Last week, World Literature Today announced the formal launch of the 2013 Puterbaugh Festival website:
The Puterbaugh Festival started in 1968 and originally focused on literature from the Hispanic world, but has since expanded its focus to literatures from all language groups across the world (from World Literature’s Today’s website), with a strong emphasis throughout the festival on personalized interaction between the writer and the public, especially students:
Past Puterbaugh Fellows include an impressive list of past and future Nobel Prize winners, including Octavio Paz (1971), Mario Vargas Llosa (1977), J.M.G. Le Clézio (1997), Czesław Miłosz (1999), Kenzaburo Oe (2001), J.M. Coetzee (2003, and Orhan Pamuk (2006), as well as a long list of international literary luminaries who never won the Nobel but could have, including Jorge Luis Borges (1969, the Festival’s second year), Yves Bonnefoy (1979), and Carlos Fuentes (1983), among others.
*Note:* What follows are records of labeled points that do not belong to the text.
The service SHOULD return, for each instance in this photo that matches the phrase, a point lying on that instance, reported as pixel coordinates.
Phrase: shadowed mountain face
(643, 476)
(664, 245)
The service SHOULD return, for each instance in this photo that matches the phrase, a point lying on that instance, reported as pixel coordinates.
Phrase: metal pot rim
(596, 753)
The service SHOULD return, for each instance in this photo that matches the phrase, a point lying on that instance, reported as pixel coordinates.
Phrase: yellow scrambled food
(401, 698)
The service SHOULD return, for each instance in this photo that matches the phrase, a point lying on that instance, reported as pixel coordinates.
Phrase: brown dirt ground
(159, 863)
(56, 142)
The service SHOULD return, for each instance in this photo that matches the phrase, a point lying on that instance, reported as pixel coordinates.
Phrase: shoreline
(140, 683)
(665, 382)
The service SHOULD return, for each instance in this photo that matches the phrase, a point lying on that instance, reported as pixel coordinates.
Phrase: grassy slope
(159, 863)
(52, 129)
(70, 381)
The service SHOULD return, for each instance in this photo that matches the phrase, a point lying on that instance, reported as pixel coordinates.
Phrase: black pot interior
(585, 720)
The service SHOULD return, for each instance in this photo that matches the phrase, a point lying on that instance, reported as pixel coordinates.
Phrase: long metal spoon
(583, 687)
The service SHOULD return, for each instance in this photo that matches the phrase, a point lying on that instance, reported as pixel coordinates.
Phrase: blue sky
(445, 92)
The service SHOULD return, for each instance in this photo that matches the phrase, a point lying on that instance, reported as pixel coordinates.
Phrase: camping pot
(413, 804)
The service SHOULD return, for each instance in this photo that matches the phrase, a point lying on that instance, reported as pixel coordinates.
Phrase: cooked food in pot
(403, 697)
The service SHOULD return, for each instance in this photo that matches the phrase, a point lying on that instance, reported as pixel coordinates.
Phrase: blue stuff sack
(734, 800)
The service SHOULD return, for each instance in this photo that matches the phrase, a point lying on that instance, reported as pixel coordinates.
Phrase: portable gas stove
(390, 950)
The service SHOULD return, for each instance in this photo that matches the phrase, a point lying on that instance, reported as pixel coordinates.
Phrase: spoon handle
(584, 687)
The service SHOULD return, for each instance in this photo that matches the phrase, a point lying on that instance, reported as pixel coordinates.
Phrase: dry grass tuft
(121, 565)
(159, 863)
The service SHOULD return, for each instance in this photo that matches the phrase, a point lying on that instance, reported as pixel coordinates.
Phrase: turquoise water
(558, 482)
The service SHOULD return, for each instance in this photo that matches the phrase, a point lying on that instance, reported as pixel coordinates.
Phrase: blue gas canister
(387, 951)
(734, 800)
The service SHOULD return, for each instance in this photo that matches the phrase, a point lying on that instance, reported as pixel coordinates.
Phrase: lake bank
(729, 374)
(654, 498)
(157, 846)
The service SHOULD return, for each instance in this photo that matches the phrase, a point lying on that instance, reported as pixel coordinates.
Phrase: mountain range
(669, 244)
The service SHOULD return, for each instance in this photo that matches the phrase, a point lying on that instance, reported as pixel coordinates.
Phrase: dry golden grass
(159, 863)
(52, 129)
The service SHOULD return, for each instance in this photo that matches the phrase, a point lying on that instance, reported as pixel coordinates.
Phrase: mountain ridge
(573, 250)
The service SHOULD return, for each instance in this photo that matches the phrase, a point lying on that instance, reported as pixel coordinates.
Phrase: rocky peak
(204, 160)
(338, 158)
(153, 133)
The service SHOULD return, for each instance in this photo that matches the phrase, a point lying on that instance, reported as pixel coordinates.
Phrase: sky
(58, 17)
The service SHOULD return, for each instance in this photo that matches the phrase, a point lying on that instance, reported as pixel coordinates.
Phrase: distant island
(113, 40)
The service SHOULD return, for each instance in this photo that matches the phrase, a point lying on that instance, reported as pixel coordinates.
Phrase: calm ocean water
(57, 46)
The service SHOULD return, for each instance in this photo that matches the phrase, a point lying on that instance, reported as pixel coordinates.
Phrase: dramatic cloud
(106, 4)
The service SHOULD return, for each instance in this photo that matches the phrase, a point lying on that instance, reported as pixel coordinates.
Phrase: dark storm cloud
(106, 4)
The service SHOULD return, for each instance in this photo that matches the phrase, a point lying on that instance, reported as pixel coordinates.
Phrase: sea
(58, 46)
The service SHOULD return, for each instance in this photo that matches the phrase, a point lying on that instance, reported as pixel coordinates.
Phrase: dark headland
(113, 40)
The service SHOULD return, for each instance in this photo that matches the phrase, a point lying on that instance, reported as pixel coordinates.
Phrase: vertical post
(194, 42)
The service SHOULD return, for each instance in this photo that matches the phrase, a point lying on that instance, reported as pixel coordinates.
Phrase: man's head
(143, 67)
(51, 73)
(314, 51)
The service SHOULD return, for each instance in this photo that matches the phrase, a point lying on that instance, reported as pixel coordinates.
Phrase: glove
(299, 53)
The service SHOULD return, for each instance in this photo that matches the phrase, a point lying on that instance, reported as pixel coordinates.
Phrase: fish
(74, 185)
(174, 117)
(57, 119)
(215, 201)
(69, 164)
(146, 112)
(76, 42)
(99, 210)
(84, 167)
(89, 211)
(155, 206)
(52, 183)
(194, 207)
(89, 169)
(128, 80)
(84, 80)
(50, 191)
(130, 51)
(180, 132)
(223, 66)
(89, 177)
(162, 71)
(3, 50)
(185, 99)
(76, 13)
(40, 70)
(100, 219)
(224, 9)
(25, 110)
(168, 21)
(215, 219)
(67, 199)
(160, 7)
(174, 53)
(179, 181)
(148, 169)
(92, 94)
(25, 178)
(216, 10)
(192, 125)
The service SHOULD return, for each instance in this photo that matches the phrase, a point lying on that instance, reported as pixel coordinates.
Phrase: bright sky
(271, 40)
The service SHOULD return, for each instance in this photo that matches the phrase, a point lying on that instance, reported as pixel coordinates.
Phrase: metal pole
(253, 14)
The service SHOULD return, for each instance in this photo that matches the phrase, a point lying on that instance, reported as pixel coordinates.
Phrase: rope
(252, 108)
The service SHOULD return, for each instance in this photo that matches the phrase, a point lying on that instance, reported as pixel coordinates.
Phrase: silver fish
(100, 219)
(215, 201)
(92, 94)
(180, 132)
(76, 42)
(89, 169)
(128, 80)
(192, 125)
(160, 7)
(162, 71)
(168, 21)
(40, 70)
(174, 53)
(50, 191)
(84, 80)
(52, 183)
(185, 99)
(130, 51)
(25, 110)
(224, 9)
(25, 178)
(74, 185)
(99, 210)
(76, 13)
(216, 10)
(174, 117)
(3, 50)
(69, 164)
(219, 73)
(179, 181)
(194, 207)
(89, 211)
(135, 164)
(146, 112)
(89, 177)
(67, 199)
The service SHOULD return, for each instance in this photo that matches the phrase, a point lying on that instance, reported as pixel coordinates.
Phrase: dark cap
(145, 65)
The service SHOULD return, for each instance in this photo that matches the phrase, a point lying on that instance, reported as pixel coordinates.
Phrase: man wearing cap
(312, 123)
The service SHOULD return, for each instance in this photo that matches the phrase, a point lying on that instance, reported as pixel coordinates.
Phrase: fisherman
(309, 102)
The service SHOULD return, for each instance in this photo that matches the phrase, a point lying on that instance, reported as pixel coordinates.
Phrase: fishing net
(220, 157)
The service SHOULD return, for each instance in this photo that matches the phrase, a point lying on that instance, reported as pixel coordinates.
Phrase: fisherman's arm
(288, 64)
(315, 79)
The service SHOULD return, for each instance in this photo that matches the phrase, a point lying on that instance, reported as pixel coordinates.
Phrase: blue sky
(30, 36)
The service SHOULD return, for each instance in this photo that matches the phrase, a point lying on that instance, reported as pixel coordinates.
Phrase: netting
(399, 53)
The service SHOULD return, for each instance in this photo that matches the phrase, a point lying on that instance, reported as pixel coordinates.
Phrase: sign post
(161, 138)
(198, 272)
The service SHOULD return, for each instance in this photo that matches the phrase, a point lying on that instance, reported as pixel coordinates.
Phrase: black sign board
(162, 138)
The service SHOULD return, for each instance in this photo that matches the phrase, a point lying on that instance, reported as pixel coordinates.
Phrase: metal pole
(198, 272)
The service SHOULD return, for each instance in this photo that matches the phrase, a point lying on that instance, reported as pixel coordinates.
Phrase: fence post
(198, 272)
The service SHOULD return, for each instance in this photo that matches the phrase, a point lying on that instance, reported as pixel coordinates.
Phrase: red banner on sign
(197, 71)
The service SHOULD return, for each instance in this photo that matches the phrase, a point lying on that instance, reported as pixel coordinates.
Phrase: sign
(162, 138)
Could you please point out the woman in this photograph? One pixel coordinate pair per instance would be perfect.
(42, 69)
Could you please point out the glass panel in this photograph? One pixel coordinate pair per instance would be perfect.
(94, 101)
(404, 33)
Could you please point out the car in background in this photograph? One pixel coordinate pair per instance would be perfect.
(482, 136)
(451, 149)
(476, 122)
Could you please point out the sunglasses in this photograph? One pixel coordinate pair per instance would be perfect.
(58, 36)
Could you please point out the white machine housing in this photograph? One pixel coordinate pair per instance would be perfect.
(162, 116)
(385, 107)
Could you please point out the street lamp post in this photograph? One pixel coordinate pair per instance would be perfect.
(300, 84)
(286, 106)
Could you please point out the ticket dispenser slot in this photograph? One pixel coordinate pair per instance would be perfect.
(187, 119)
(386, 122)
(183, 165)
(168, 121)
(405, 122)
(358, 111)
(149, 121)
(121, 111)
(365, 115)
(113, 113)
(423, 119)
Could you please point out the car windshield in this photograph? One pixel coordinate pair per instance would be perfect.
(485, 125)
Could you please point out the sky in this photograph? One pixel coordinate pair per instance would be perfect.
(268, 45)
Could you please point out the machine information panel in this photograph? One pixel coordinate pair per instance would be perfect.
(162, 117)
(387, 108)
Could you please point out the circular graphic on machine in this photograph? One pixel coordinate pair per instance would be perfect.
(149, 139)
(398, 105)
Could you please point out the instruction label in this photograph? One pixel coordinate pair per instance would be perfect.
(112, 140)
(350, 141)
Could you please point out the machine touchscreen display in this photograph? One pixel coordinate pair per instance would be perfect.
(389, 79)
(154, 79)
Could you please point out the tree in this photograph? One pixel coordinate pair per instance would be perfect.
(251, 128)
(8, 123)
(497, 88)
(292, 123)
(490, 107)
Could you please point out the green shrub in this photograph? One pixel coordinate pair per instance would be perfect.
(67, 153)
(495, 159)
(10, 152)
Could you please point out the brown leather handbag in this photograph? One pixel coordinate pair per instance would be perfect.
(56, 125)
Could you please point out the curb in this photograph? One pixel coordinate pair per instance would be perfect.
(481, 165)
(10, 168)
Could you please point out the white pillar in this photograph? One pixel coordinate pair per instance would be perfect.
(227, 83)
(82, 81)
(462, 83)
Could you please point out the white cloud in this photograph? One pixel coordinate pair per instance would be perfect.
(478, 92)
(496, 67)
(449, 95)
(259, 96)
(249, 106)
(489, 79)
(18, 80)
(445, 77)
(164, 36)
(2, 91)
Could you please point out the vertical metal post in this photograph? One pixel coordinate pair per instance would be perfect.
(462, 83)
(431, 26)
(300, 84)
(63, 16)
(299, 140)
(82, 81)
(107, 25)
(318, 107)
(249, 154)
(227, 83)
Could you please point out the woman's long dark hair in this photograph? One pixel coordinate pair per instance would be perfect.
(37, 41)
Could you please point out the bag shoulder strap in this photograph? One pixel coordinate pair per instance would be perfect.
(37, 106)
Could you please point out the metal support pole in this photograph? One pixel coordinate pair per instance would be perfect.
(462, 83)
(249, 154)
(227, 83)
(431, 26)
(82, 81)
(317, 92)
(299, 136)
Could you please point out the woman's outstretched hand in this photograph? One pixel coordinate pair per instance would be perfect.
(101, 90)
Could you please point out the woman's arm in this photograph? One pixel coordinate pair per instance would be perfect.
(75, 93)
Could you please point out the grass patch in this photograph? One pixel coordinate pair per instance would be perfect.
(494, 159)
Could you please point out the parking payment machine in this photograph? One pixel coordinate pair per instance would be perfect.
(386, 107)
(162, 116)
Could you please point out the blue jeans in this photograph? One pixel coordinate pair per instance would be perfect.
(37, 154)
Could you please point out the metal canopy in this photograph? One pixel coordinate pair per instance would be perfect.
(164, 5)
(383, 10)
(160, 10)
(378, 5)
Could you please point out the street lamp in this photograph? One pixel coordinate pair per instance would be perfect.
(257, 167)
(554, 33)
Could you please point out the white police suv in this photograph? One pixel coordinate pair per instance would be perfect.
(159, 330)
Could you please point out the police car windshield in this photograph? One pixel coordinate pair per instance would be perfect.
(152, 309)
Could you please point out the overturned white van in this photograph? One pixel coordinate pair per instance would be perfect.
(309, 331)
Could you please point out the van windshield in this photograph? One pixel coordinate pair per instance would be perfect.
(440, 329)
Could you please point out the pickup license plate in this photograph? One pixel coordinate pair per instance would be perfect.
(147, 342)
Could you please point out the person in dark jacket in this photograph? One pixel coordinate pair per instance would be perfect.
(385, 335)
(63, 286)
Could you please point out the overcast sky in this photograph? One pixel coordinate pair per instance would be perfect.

The most recent Puterbaugh Fellows have been Bei Dao (China — 2008), Sherman Alexie (USA — 2010), Dacia Maraini (Italy — 2011), and Marina Carr (Ireland — 2012).
Between World Literature Today, the Puterbaugh and Neustadt Festivals of International Literature and Culture, the Neustadt Prize, and the University of Oklahoma Press, something special is going on with the promotion and support of international literature in Norman.